The watchmaker's bench's two main features are a very high work surface and a catch-tray for dropped parts. The catch-tray is often replaced by an apron, attached to the bench and tied to the watchmaker's body, or vice versa.

The work-surface is usually just below chin-height for the seated watchmaker. This lets him rest his wrists and hands on the edge of the work surface for rock-steady two-handed work right under his eyes or magnifier.










Since I do most of my modeling work on the dining table, I have my own temporary variant. I'm often too lazy to get it out, but every time I do, I'm glad I did.










I found this wooden lap-desk or monitor stand or whatever it is at a garage sale. It's about 7" tall. The plastic box slid into the storage space holds tools and supplies.










I'm wearing a magnifier that clips onto my glasses and the work is the right height for me to rest my wrists or hands on the edge while I use a toothpick to clean up the silver paint edge on this HO Porsche.










Note that the bench steadily supports the hands and one little finger is braced against the opposite hand for a solid three-point support.

I have played with making a catch-apron, but for me, it was more trouble than it was worth.

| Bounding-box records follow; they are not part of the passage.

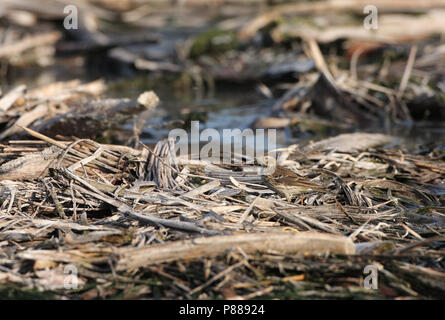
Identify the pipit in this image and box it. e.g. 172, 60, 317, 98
263, 166, 326, 202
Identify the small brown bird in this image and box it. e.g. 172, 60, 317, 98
263, 158, 326, 202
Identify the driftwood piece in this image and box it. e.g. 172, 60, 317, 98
0, 147, 61, 181
117, 232, 355, 270
32, 91, 159, 138
306, 132, 394, 152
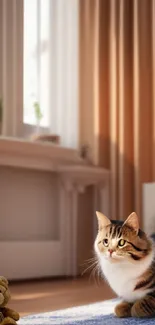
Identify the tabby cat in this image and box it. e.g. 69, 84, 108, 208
94, 212, 155, 317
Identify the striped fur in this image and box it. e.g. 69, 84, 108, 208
94, 213, 155, 317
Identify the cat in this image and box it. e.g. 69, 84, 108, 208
94, 212, 155, 318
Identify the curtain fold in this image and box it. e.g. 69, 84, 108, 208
0, 0, 23, 136
80, 0, 155, 221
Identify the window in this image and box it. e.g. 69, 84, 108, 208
23, 0, 79, 147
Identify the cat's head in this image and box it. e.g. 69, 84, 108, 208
94, 212, 152, 263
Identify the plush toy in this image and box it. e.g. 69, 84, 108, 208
0, 276, 19, 325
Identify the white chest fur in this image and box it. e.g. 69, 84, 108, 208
95, 248, 153, 302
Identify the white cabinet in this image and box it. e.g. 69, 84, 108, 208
0, 139, 109, 279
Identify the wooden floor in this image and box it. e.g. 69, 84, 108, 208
9, 277, 114, 316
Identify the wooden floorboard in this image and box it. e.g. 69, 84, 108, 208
9, 277, 114, 316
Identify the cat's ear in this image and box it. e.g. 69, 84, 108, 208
123, 212, 139, 234
96, 211, 111, 230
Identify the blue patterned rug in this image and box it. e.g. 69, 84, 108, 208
19, 299, 155, 325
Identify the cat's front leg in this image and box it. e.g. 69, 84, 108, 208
115, 301, 133, 318
131, 295, 155, 317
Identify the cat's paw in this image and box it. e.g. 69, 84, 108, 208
131, 296, 155, 317
114, 302, 132, 318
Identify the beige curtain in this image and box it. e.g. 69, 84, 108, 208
0, 0, 23, 136
80, 0, 155, 220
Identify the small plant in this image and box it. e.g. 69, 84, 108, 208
33, 102, 43, 124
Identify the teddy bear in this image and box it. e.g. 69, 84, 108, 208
0, 276, 19, 325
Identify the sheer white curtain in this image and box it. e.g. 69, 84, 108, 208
24, 0, 79, 148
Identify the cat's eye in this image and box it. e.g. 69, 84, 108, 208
103, 238, 109, 247
118, 239, 126, 247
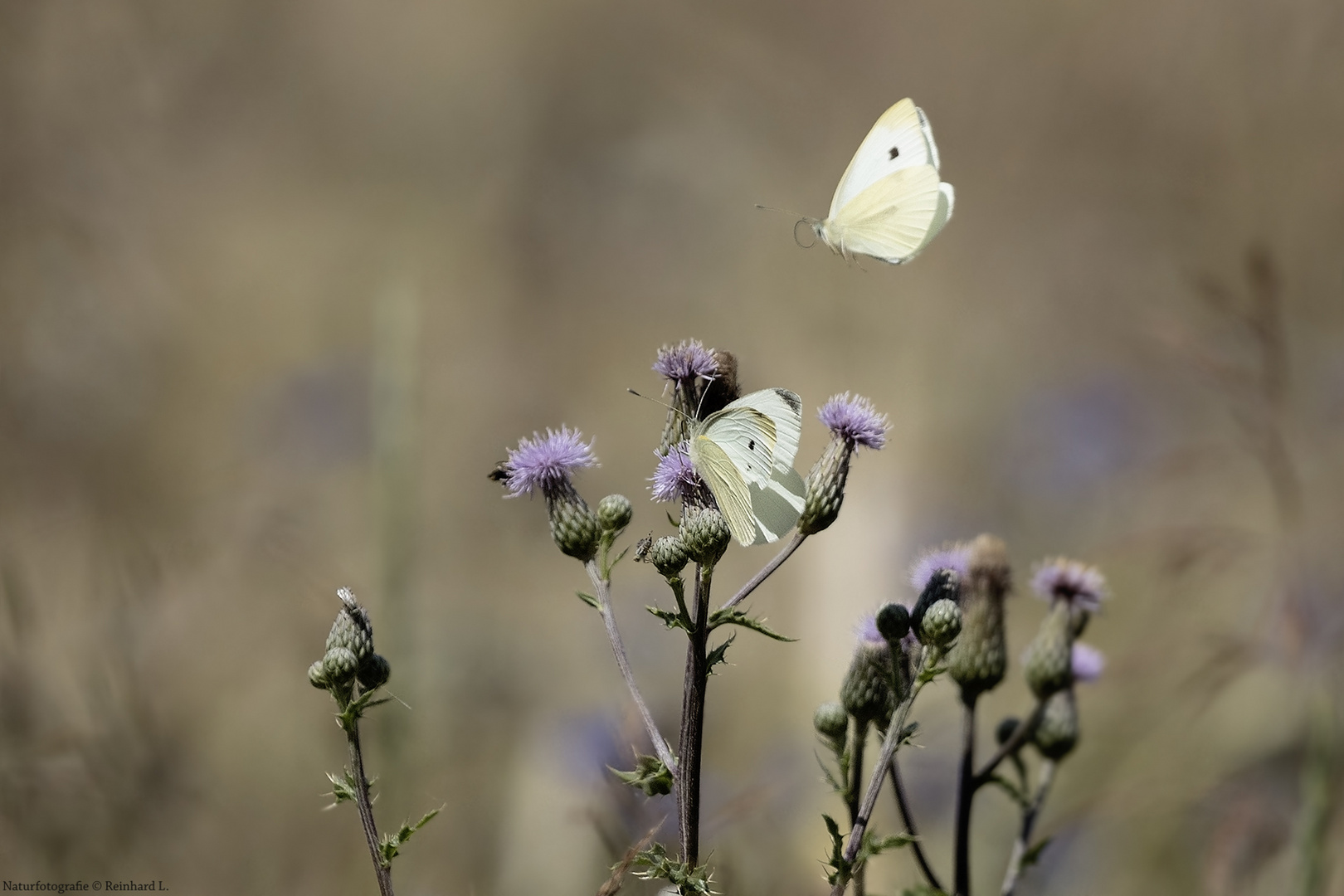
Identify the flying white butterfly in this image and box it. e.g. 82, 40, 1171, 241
688, 388, 806, 544
805, 98, 956, 265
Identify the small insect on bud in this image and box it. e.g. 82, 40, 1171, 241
597, 494, 635, 532
681, 506, 733, 566
919, 599, 961, 647
876, 603, 910, 644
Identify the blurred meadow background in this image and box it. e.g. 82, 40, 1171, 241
0, 0, 1344, 896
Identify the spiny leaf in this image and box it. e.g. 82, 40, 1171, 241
607, 755, 672, 796
709, 607, 797, 640
704, 634, 735, 675
1021, 837, 1049, 870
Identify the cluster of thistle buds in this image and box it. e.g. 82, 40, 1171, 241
308, 588, 392, 705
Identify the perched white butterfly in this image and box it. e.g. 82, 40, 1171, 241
805, 98, 954, 265
688, 388, 806, 544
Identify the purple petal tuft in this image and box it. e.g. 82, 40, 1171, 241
504, 426, 597, 497
910, 544, 971, 591
1073, 640, 1106, 681
653, 338, 719, 382
1031, 558, 1106, 610
817, 392, 889, 450
649, 442, 706, 501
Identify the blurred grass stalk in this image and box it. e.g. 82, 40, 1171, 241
370, 273, 421, 767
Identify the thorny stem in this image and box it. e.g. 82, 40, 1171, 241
343, 722, 392, 896
999, 759, 1055, 896
583, 560, 676, 775
845, 718, 869, 896
830, 647, 934, 896
719, 532, 808, 610
953, 696, 976, 896
975, 700, 1045, 788
676, 566, 713, 868
891, 757, 942, 889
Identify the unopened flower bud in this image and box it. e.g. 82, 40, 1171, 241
919, 599, 961, 647
645, 534, 689, 577
597, 494, 635, 532
1023, 601, 1074, 700
1032, 688, 1078, 760
356, 653, 392, 690
876, 603, 910, 644
811, 701, 850, 750
947, 534, 1010, 701
681, 506, 733, 566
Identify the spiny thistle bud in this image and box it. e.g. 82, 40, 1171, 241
653, 338, 720, 454
501, 426, 600, 562
798, 392, 887, 534
597, 494, 635, 533
947, 534, 1012, 704
355, 653, 392, 690
645, 534, 691, 577
811, 703, 850, 751
919, 599, 961, 647
1023, 601, 1074, 700
1032, 688, 1078, 760
876, 603, 910, 644
681, 506, 733, 566
840, 616, 897, 728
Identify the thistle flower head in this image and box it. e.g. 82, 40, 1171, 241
501, 426, 597, 499
1031, 558, 1106, 611
817, 392, 889, 450
910, 544, 971, 592
1071, 640, 1106, 681
653, 338, 719, 382
649, 442, 706, 501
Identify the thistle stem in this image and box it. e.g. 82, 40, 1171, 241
891, 757, 942, 889
345, 722, 392, 896
676, 566, 713, 869
719, 532, 808, 611
999, 759, 1055, 896
583, 560, 676, 775
830, 647, 936, 896
953, 696, 976, 896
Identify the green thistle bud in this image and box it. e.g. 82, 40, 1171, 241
919, 599, 961, 647
876, 603, 910, 644
681, 506, 733, 567
947, 534, 1010, 703
356, 653, 392, 690
597, 494, 635, 533
811, 703, 850, 751
546, 482, 600, 562
1032, 688, 1078, 760
323, 647, 359, 685
840, 638, 895, 728
798, 439, 854, 534
1023, 601, 1074, 700
645, 534, 691, 579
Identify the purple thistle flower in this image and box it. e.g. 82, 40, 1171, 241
817, 392, 889, 450
501, 426, 597, 499
1070, 640, 1106, 681
653, 338, 719, 382
649, 442, 706, 501
910, 544, 971, 592
1031, 558, 1106, 611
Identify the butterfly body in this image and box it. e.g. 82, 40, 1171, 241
809, 98, 956, 265
688, 388, 805, 544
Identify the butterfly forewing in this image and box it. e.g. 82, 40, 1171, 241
830, 98, 938, 217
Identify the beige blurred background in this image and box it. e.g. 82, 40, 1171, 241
0, 0, 1344, 896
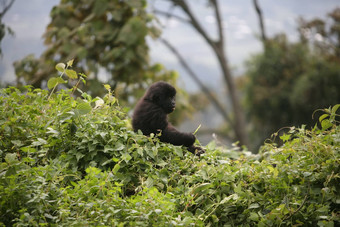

Rig up something to give the high work surface a try. I think you'll be surprised at what an improvement it makes for model building and detail painting.

-- D


----------



## beast1624 (Mar 28, 2009)

Thanks for the suggestion and pics, D-.


----------



## slotcarman12078 (Oct 3, 2008)

Cool thinking D! Believe it or not, I sort of implemented the same thing, in a backwards kind of way. When I set up shop, I rescued a retailer's plant display table from the wood chipper at my old job. It sits on the high side, so I purchased a shop stool to sit on while working. Since my back gave me so much trouble with the stool, I ditched it for my desk chair. For normal work, I raise the chair up.. For intricate work, I lower it down. It does help immensely for the steady handed required stuff. There's one thing I've never been able to figure out though. My hands can be steady as heck, but the second I try to do something that absolutely requires a steady hand, they tremor like crazy. Soldering wires inside the body is a good example. The same goes with populating circuit boards. The harder I focus, the worse the shaking is... And if the TM sneaks in the room when I'm trying to do something and scares the crap out of me, I'm useless for an hour plus! :freak:


----------



## joegri (Feb 13, 2008)

no coffee for atleast 4 hous before tryin to install tiny parts .. that works for me. and dslot that is an awesome pic of the rockwell makes me wanna reconfigure my bench. i,ll give it more thought this fall/ winter thanx for posting that stuff very nice!!


----------



## desototjets (Apr 25, 2008)

The catch apron is an interesting concept. I use a Chinet paper plate when I disassemble a chassis to help catch small parts like brushes and springs. It also helps to keep all the parts together so I don't have to search my bench looking for them. I like the watchmakers bench concept and might have to make one.


----------



## desototjets (Apr 25, 2008)

Here is a cost effective one you can buy.

http://www.marketworks.com/StoreFro...mDetail.aspx?sfid=132421&c=734579&i=207203846


----------



## Ogre (Jan 31, 2007)

Good option ! :thumbsup:


----------



## Omega (Jan 14, 2000)

desototjets said:


> Here is a cost effective one you can buy.
> 
> http://www.marketworks.com/StoreFro...mDetail.aspx?sfid=132421&c=734579&i=207203846


Like it, may have to order one.

Dave


----------